The introduction of artificial intelligence (AI) has completely changed how authorship of submitted work is viewed. There's no trust anymore that students are doing their own work. There's always been some suspicions about the authenticity of student work, of course, but now there's about zero trust. Since students cannot be trusted, educators are working hard to find a strategy that the students are, in fact, the authors of what they submit for homework assignments.
Two colleagues have chosen very different approaches to this goal, high-tech and low-tech. The low-tech strategy is simple: All of the student writing is done during a traditional, in-person classroom meeting. The professor can directly monitor everything to ensure that no fakery is happening. There's no doubt that it works. It's labor intensive and limited though. It's also like taking a step backward in time.
The other colleague has turned to AI for assistance. The assignments are fed into AI with a prompt to make suggestions for "hardening" (a computer security term) the assignment against completion with AI. The AI then gives feedback that is used to improve the assignment with an aim towards authenticity. Some basic examples are prompts to write from a first-person perspective or apply a concept to an everyday experience.
Since ChatGPT has come into widespread use numerous educators have been advocating that assignments can be made AI-proof. It's a call for hardening like my high tech colleague. One of the first conference meetings I attended on AI in education had several experts suggesting that making assignments AI-proof was the way to go. This strategy avoided the need to rely upon potentially problematic AI detection technologies. One person even went further. She opined that your assignments are probably crappy anyway, so this AI challenge was a much needed force for making professors write decent assignments. (eyeroll here)

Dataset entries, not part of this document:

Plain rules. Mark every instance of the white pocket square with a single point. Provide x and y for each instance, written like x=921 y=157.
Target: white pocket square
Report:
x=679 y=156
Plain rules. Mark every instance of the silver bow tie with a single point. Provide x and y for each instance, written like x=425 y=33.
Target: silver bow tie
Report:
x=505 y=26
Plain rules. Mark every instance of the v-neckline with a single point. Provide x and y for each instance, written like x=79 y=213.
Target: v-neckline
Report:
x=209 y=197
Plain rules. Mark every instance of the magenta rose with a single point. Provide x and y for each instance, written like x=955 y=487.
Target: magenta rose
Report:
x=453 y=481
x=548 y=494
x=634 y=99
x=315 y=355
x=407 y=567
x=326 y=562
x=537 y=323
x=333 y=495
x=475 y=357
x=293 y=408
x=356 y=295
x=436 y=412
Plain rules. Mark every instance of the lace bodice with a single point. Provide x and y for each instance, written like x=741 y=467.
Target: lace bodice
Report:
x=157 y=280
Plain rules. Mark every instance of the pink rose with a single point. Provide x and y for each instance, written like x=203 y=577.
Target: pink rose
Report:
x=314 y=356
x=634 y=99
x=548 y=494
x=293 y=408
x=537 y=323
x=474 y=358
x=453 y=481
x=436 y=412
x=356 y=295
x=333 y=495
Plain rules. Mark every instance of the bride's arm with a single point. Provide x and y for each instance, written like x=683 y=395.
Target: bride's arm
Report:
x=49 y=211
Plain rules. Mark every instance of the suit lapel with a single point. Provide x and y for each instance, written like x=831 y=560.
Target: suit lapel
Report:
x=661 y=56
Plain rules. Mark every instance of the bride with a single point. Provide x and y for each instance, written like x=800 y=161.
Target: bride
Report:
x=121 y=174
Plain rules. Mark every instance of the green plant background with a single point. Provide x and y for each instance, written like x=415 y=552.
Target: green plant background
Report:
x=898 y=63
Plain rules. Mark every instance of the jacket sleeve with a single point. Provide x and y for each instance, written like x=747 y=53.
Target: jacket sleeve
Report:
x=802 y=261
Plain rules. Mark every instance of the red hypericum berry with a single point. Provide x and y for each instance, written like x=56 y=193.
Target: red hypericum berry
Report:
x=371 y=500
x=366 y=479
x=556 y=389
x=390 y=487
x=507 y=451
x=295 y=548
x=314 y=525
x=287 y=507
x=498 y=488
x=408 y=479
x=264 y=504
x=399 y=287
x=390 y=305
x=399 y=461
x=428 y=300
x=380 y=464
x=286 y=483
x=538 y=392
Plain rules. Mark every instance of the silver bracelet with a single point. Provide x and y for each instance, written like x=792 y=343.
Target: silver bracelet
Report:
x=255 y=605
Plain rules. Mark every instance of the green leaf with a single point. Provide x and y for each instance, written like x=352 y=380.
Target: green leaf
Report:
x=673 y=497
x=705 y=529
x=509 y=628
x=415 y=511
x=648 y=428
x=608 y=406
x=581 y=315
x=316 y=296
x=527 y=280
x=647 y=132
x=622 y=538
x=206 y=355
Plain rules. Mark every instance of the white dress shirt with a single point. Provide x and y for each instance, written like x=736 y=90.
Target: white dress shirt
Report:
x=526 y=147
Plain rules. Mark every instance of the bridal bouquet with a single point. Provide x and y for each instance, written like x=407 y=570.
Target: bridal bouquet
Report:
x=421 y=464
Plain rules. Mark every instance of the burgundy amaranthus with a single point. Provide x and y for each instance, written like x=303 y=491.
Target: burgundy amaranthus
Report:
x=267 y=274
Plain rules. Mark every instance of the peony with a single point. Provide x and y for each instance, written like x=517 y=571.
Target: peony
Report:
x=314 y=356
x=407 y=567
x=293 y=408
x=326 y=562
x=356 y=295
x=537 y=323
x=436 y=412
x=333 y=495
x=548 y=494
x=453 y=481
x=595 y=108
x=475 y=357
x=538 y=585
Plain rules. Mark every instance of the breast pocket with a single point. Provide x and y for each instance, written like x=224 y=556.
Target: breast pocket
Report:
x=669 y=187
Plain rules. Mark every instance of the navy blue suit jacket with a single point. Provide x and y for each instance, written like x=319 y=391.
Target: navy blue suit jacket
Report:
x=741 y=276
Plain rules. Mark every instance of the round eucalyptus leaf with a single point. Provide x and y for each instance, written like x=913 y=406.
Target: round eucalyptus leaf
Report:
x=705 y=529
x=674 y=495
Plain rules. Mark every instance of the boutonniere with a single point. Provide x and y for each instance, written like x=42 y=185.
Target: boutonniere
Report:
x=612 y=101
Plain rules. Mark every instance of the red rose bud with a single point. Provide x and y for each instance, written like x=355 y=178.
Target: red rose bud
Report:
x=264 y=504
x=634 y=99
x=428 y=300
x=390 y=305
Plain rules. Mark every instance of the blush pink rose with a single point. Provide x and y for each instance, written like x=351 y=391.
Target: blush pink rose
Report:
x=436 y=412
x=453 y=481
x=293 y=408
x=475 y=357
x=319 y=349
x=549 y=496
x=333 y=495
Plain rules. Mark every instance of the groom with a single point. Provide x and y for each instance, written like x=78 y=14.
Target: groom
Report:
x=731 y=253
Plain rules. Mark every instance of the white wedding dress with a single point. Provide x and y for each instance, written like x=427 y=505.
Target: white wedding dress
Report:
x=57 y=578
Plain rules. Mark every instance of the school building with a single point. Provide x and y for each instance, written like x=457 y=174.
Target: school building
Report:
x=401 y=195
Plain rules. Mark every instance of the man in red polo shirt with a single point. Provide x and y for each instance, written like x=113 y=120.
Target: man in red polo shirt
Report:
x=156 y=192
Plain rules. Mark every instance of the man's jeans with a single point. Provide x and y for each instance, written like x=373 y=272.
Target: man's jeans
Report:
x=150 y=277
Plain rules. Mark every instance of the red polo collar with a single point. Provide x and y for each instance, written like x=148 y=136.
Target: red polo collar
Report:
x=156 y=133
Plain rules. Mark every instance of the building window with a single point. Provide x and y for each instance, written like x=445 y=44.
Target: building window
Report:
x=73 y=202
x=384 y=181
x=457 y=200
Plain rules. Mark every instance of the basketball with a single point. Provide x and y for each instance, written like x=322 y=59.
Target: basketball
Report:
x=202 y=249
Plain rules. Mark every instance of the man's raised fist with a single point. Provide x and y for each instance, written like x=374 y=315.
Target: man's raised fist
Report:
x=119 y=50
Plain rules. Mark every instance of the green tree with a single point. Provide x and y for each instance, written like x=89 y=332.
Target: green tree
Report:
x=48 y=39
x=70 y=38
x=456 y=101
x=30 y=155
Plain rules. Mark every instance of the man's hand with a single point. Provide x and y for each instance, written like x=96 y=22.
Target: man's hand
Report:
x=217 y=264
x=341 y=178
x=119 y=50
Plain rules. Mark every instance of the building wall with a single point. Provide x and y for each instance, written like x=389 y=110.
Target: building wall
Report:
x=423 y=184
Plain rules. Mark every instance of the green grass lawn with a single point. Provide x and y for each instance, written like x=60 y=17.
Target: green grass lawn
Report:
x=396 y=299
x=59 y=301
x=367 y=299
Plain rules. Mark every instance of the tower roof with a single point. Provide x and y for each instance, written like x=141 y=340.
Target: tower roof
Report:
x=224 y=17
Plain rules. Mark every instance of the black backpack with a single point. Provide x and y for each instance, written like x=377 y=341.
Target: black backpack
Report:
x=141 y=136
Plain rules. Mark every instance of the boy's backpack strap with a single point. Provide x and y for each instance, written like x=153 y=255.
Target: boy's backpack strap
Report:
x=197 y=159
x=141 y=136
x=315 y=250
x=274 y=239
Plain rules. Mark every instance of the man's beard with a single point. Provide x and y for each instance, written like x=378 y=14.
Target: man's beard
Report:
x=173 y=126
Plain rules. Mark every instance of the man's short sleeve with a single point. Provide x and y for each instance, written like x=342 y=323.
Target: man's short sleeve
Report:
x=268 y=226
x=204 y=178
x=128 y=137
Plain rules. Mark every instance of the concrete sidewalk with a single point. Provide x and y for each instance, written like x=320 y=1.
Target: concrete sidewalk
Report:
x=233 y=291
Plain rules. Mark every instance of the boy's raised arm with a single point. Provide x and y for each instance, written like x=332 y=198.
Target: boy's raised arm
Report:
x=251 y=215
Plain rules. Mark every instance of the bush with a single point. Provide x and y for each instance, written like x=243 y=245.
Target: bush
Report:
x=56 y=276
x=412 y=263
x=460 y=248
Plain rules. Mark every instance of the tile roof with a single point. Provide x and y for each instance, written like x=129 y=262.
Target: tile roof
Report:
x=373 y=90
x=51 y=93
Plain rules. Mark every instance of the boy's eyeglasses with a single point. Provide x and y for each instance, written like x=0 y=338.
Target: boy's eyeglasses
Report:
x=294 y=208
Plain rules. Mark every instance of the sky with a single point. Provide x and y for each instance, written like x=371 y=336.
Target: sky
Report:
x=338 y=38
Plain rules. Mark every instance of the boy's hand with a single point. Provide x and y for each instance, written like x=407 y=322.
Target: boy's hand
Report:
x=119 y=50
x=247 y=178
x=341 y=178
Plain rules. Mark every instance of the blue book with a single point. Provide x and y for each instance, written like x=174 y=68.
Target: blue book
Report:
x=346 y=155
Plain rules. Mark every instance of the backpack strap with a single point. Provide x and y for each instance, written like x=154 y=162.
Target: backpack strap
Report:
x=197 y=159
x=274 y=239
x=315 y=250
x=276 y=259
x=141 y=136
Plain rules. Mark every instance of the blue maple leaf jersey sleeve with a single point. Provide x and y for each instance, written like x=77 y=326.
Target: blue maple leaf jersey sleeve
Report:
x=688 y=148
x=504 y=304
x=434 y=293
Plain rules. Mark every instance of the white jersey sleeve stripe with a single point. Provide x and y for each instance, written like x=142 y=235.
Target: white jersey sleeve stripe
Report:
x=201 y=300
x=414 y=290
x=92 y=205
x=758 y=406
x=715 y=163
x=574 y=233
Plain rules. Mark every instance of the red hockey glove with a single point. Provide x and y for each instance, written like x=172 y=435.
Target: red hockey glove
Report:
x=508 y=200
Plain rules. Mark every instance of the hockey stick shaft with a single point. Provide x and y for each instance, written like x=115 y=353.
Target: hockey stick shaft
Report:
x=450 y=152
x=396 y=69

My opinion: The AI-proof assignments strategy is NOT going to be successful.
AI-proofing probably works at the moment. Consider the long-term outlook though. Over time, AI will improve and be able to do supposedly AI-proof assignments. AI-proofing is a short-term, temporary strategy.
Another problem is that this AI-proofing concept inevitably leads to academic elitism. Do you have an AI problem in your class? Well, it's really your fault (not the students') because you made weak, easily defeated assignments! It's unproductive to blame the victim. Please, don't kick your fellow educators while they are struggling.
The path forward is to teach AI literacy of responsible use. Of course, this is hard to accomplish. Nobody knows exactly how to achieve this careful balance point between appropriate and inappropriate use. I'm trying out some new ideas this term, like asking students to use AI feedback on their own writing. This seems to be the direction that the world is headed: human - computer collaboration. We'll see where it goes.